Japan and South Korea counter weaker Chinese pork imports
Both Japan and South Korea have reported year-on-year increases in fresh/frozen pork imports during the first half of 2017. With Chinese import demand slowing in the second quarter, these destinations have become increasingly important outlets for the global pork market.
During the first six months of 2017, Japan imported 459,000 tonnes of pork, 7% more than in the same period last year. Shipments from Canada in particular were 19% higher year-on-year. Meanwhile, the other key suppliers, the EU and US, saw more modest increases of 3% and 4% respectively. The expansion in EU shipments was largely driven by increasing imports from Spain in the second quarter. Conversely, US shipments actually fell 1% on the year in Q2.

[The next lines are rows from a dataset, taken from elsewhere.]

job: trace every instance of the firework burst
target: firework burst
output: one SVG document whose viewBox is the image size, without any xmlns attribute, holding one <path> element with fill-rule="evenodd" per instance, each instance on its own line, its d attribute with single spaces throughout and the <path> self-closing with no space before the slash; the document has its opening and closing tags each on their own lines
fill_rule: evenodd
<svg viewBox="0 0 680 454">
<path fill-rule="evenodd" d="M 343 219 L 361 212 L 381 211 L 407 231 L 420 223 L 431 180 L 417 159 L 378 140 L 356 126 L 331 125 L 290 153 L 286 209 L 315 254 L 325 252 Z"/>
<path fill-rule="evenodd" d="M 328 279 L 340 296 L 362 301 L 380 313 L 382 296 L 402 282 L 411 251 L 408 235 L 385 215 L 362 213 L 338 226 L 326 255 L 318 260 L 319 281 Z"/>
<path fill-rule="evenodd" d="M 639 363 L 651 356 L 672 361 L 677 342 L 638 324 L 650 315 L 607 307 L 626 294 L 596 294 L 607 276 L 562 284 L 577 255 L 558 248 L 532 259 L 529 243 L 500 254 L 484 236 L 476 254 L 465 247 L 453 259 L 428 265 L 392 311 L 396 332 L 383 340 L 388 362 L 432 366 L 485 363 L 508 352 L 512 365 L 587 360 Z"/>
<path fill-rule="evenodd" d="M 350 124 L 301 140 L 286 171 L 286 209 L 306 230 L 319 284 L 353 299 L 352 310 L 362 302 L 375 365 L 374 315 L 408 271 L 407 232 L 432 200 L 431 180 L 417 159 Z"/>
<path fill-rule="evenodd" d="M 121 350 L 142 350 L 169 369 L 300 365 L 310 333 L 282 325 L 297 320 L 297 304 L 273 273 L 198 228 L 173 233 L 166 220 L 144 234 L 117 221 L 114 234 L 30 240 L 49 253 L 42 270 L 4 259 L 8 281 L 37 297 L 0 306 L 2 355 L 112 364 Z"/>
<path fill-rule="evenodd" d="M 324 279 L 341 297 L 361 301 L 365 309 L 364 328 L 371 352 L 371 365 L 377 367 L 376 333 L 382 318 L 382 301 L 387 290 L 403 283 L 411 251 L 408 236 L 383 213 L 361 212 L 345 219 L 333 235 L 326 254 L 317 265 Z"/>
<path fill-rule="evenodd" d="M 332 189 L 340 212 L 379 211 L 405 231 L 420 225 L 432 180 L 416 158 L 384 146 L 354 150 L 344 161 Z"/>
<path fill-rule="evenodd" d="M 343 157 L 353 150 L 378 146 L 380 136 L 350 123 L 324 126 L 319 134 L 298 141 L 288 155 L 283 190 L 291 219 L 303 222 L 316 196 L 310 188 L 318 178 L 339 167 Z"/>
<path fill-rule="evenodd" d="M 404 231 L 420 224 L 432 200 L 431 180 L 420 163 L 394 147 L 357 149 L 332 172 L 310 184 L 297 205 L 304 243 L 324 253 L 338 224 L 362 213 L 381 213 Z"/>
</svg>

For South Korea, fresh/frozen pork imports increased 12% on 2016 during the first half of the year, reaching 257,000 tonnes. Disease outbreaks in both the beef and poultry sectors have reportedly boosted demand for pig meat this year.
EU shipments, which were up 25% year-on-year and now provide over half of import requirements, drove the overall expansion. Within this, volumes from Germany and the Netherlands were up 46% and 58% respectively. The sharp increase in German shipments in particular is likely related to the temporary suspension of exports to China from a number of key plants earlier this year. The UK also supplies pig meat to South Korea, albeit in small volumes (1,600 tonnes), but shipments were nonetheless 50% higher than a year earlier.
Looking forwards, Chinese import demand is could remain behind 2016 levels in the latter half of the year. Reports suggest there are expectations extensive farm closures could occur during Q3 under environmental regulations, leading to a temporary oversupply of pork on the market. As such, how Japanese and South Korean import demand develops throughout the rest of 2017 could be key to global market balance. Nonetheless, the outlook for South Korean demand at least seems positive, with pork likely to continue benefitting from disease pressures in the other protein sectors.